A Batalha da Floresta de Teutoburgo, ocorrida em 9 d.C., envolveu três legiões, que acabaram emboscadas e massacradas por um grupo de tribos germânias comandadas por Armínio, chefe dos queruscos. Públio Quintílio Varo liderava os romanos. Tácito (Anais, 1.55-71) descreve o cenário e a batalha em detalhes, mas Suetônio faz o melhor resumo dos efeitos desta derrota:
"[a derrota] de Varo ameaçou a própria segurança do império; três legiões, com o comandante, seus tenentes e todos os auxiliares, pereceram. Após receber informações sobre o desastre, ele [Augusto] ordenou que fosse mantida uma guarda severa sobre a cidade para prevenir distúrbios e prolongou as nomeações dos prefeitos das províncias para que os aliados pudessem ser mantidos em ordem pelas pessoas com as quais estavam acostumados. Ele jurou celebrar grandes jogos em honra a Júpiter Optimus Maximus, "se fosse do seu agrado restaurar o estado para circunstâncias mais prósperas". Isso havia sido empregado nas guerras contra os cimbros e marsos. Em resumo, fomos informados de que ele ficou tão consternado com este evento que deixou o cabelo e a barba crescer por vários meses e às vezes batia com a cabeça nos umbrais das portas, gritando: "Varo! Devolva minhas legiões!" E desde então ele observou o aniversário desta calamidade como um dia de tristeza e luto. (Suetônio, Augusto, 2)

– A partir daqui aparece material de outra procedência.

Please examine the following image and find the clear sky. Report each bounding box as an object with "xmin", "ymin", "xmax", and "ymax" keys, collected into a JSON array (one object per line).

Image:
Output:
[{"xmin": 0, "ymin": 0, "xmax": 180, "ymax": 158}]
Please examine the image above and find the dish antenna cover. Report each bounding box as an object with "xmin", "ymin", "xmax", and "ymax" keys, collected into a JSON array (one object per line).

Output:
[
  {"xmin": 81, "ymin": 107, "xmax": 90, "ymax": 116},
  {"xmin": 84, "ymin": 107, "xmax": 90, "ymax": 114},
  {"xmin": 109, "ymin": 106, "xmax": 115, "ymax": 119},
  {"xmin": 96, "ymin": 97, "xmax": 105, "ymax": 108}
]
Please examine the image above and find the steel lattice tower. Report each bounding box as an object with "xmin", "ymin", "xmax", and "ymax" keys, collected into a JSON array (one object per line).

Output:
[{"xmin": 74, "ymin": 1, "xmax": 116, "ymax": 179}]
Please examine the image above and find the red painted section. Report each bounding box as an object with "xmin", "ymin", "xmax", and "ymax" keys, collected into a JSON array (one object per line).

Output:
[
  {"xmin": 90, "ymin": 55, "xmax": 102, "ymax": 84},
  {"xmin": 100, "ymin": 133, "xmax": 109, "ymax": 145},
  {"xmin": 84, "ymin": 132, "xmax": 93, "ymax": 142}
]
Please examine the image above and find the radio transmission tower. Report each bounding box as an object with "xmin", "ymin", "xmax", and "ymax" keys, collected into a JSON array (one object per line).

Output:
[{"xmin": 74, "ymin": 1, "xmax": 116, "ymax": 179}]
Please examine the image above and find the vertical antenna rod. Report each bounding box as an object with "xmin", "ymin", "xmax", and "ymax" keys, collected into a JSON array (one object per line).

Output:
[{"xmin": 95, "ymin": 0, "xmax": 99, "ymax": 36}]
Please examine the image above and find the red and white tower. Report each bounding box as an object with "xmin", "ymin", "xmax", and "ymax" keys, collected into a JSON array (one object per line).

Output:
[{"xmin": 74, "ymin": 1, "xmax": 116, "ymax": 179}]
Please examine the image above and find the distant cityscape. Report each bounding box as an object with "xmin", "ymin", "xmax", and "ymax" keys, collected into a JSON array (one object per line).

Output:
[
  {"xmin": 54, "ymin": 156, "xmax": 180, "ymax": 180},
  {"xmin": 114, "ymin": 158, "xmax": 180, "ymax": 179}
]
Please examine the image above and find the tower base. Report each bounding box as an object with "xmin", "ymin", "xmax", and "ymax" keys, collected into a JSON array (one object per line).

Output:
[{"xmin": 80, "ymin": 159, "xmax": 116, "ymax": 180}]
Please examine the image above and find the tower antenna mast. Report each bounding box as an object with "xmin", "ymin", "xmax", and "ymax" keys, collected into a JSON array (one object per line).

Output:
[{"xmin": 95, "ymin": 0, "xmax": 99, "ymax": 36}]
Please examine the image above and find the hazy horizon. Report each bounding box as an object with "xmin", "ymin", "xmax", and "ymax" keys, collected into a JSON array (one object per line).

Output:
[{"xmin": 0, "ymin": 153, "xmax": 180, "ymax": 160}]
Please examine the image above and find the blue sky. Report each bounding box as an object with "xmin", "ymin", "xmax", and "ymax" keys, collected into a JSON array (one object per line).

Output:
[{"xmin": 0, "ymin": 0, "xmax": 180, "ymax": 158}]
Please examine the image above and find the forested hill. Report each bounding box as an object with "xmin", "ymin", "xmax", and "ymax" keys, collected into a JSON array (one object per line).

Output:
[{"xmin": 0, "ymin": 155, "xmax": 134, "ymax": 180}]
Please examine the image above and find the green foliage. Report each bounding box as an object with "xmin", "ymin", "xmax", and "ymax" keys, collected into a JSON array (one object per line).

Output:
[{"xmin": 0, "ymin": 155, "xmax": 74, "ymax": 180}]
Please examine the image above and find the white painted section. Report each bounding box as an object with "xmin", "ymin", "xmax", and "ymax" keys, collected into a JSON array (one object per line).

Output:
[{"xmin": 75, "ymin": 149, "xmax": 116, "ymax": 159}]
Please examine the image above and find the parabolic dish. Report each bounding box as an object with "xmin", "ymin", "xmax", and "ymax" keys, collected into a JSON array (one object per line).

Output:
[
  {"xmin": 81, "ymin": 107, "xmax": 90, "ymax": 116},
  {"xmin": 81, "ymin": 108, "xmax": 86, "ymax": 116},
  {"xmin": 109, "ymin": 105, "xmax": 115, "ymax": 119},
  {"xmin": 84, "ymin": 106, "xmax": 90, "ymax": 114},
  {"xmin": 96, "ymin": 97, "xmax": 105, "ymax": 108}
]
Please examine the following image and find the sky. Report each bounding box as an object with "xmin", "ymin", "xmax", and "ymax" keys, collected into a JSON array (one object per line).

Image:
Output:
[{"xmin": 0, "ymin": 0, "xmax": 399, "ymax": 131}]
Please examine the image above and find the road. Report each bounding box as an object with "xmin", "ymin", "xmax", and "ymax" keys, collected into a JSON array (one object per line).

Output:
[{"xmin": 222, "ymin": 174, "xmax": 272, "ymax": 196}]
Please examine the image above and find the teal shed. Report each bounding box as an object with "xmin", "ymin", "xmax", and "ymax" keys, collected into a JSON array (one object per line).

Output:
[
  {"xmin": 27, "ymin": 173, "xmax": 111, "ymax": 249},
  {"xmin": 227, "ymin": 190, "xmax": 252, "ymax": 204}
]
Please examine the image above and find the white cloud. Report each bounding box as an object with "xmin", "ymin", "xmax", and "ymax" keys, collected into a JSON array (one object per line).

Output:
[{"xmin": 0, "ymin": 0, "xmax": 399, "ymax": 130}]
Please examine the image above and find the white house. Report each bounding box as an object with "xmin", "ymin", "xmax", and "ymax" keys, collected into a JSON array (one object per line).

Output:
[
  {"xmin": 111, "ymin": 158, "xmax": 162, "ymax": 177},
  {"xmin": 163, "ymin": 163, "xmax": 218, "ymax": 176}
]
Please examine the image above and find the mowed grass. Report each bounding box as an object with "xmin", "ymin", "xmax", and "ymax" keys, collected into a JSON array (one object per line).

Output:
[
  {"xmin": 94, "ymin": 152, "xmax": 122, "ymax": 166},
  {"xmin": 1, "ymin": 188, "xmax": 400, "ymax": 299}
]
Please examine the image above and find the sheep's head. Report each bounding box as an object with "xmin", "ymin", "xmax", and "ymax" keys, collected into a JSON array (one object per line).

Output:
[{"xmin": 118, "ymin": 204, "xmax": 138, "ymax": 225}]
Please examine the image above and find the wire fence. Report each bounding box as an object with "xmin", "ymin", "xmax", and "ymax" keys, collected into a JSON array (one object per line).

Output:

Por mais de 500 anos, o exército romano agiu como o longo braço do imperialismo romano, sobre um território que compreendia as terras abrangidas e influenciadas pelos mediterrâneos. Ele uniu a Itália e dividiu as alianças romanas, agindo como um executor tanto das decisões do Senado quanto de indivíduos no poder; foi capaz de subjugar as tribos germânicas, além dos cartagineses, gregos, macedônios e muitos outros povos. Tal força precisava ser levada em conta, o que ainda é verdade, já que não se trata de uma tarefa das mais fácil entender como o exército romano operava, e o texto acima traz apenas uma pequena parte da grande riqueza de dados que acabaram soterrados pelo tempo.